His last regular season start came on September 30th, the series opener against Boston, so he enters Tuesday well rested. In his last three starts, Estrada has allowed just two earned runs over 19.0 innings (0.95 ERA) with 19 strikeouts and seven walks.
The left-hander Happ will follow on Friday afternoon and is coming off the best season of his career at age 33. Happ finished the campaign 20-4 with a 3.18 ERA, and his total of 195.0 innings pitched is 23.0 innings beyond his previous career high for a regular season.
Happ’s playoff experience is limited to just one start and seven relief appearances, two of which came in the 2009 World Series that the Philadelphia Phillies lost to the New York Yankees. He hasn’t been back since, but ended his season with five consecutive starts in which he allowed six hits or less and two earned runs or less.
Some thought that the young Sanchez would be called upon earlier in this series, but even while the gloves have come off a bit, his workload is still being closely monitored by the team. His 192.0 regular season innings put him within reach of the 200-inning plateau that few thought he’d flirt with in 2016, so the 2017-and-on Blue Jays must still remain a back-of-mind consideration.
For his part, Sanchez claimed the American League ERA title with an even 3.00 and boasts a 15-2 record. He’s also coming off the biggest outing of his career, holding the Boston Red Sox hitless into the seventh to punch Toronto’s ticket to home field in the Wild Card.
The added rest shouldn’t cause any worry that Sanchez will be rusty, either. In 10 starts made this season on six or more days rest, Sanchez holds a 2.15 ERA and has held opponents to a .590 OPS against.

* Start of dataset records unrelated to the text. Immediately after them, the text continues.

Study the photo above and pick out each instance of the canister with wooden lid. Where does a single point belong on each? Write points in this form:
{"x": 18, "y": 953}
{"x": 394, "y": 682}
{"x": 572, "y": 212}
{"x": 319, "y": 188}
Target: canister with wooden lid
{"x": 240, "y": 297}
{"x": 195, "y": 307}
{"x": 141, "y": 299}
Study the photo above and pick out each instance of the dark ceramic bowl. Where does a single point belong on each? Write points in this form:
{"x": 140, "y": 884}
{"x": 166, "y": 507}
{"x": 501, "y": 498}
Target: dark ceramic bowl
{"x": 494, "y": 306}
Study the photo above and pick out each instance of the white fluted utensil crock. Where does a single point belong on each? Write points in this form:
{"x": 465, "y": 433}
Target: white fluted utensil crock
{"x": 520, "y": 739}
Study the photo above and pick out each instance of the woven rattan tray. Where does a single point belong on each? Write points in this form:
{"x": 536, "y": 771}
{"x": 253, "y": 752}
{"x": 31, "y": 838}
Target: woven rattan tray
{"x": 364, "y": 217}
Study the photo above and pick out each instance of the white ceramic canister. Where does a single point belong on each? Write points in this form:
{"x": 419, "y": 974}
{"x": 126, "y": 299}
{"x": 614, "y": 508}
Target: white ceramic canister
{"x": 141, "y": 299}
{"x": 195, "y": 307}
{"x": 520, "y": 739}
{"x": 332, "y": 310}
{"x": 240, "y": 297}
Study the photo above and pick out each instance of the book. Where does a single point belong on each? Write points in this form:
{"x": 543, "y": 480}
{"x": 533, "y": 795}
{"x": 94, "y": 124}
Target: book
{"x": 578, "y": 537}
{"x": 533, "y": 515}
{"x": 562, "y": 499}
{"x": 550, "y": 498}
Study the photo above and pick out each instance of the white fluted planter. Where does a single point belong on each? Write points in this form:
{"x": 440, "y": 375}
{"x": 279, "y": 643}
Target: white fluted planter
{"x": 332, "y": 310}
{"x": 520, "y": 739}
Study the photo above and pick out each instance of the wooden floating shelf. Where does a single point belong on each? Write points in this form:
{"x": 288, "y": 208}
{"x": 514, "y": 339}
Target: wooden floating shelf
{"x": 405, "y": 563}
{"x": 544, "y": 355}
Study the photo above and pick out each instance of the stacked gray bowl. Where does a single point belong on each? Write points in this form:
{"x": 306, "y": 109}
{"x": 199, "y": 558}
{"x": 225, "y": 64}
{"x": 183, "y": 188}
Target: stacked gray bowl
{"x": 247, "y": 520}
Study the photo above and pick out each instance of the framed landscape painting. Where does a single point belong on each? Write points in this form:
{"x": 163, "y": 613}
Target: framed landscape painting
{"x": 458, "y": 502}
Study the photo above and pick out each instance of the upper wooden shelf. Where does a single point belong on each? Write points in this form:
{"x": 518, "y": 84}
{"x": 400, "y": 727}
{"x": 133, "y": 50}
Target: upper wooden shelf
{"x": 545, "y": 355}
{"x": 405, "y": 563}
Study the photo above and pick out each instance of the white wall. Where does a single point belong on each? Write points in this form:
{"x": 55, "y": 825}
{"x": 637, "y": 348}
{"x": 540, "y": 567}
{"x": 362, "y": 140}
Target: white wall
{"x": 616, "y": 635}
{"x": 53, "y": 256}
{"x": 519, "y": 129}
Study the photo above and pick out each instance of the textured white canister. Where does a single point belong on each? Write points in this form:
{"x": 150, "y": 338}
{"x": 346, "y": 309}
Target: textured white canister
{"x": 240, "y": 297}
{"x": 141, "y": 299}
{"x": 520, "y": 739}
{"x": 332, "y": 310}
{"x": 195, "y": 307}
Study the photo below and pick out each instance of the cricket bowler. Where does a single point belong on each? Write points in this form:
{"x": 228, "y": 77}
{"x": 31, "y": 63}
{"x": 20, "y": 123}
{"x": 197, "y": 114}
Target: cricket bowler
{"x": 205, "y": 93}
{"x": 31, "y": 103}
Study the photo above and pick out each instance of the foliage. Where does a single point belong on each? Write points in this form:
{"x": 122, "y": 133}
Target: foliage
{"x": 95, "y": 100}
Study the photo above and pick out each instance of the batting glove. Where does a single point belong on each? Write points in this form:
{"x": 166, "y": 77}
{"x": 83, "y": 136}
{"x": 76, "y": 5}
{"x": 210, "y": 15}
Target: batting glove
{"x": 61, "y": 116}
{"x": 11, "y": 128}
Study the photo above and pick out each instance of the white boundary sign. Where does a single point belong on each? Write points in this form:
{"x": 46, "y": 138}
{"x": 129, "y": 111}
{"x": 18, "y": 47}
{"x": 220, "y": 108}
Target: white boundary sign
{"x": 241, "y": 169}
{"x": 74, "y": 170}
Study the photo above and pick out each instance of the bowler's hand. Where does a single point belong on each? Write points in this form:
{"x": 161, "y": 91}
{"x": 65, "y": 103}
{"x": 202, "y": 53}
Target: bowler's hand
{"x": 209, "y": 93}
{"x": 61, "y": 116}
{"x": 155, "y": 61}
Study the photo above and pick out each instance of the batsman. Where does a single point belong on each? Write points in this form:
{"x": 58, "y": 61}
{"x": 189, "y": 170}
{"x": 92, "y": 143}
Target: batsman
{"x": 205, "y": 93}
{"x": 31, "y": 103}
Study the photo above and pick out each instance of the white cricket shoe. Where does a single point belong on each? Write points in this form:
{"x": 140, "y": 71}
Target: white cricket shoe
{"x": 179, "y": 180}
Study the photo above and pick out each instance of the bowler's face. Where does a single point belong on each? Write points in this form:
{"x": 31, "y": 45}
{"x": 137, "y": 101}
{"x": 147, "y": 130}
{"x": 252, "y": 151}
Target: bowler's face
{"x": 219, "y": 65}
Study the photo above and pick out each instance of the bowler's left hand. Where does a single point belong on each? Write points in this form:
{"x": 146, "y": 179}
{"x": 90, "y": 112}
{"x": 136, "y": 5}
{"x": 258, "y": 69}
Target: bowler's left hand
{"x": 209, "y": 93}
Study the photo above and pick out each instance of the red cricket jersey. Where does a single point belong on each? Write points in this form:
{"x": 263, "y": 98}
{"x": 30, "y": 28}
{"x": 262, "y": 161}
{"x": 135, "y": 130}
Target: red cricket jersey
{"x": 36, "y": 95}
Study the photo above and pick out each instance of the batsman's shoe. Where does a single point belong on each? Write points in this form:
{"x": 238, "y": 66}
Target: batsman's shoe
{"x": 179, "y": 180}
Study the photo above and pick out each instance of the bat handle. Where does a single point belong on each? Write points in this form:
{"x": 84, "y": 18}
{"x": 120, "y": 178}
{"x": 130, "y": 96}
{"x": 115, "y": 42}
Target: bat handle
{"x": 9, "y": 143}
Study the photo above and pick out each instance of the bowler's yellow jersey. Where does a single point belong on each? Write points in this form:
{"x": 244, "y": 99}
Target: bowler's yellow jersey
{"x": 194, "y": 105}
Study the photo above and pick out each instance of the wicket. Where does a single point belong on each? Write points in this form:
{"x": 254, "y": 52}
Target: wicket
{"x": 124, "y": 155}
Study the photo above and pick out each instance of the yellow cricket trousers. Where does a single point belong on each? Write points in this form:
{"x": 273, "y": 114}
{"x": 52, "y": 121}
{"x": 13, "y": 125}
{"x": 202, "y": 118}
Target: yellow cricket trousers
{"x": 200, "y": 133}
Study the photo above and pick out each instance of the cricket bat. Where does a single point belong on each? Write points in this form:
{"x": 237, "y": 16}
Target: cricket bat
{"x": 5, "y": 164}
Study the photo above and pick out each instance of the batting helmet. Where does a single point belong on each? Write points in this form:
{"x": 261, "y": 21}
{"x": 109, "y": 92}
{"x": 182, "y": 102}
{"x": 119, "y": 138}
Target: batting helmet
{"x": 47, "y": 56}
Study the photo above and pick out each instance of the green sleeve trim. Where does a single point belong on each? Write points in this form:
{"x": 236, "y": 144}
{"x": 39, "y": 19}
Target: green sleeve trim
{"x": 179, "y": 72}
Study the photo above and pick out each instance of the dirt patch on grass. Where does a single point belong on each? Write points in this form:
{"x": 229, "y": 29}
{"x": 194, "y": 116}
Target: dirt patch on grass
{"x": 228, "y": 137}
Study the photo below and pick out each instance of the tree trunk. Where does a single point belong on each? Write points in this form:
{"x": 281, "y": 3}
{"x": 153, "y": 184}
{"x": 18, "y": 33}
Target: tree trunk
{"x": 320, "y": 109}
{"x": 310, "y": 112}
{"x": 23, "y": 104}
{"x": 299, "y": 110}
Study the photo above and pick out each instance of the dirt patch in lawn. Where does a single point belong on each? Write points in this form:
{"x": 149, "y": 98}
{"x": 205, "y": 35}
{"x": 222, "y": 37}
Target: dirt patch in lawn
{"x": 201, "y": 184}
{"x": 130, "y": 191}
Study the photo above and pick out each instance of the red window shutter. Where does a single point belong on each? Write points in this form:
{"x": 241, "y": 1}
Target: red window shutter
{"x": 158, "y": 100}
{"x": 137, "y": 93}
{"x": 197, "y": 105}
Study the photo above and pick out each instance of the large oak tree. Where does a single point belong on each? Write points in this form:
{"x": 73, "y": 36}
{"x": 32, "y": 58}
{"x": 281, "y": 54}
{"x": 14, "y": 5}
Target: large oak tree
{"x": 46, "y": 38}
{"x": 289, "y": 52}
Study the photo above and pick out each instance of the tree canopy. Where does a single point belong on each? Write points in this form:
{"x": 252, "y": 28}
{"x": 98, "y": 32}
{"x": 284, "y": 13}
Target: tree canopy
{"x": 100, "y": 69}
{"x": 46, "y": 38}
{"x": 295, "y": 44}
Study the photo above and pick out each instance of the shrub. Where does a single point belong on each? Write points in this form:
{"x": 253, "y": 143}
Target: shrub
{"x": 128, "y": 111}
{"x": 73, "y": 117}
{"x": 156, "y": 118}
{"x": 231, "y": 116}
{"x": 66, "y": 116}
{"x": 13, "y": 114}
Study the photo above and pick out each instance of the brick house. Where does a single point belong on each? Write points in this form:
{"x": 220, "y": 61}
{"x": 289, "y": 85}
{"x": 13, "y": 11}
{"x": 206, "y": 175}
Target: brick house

Notes – Francisco Liriano does not appear to be in line for a start in the ALDS, and barring an injury or poor outing from Stroman in game four, it’s unlikely that the left-hander moves back into the rotation. Expect him to be used as part of the group that bridges the gap between Toronto’s starters and closer Roberto Osuna, should he return in time for game one. Along with multi-inning work, Liriano could also be used situationally against left-handed hitters should the need present itself. In Tuesday’s A.L. Wild Card game, Liriano was credited with the win after pitching one and two-thirds innings with one strikeout and not runners allowed.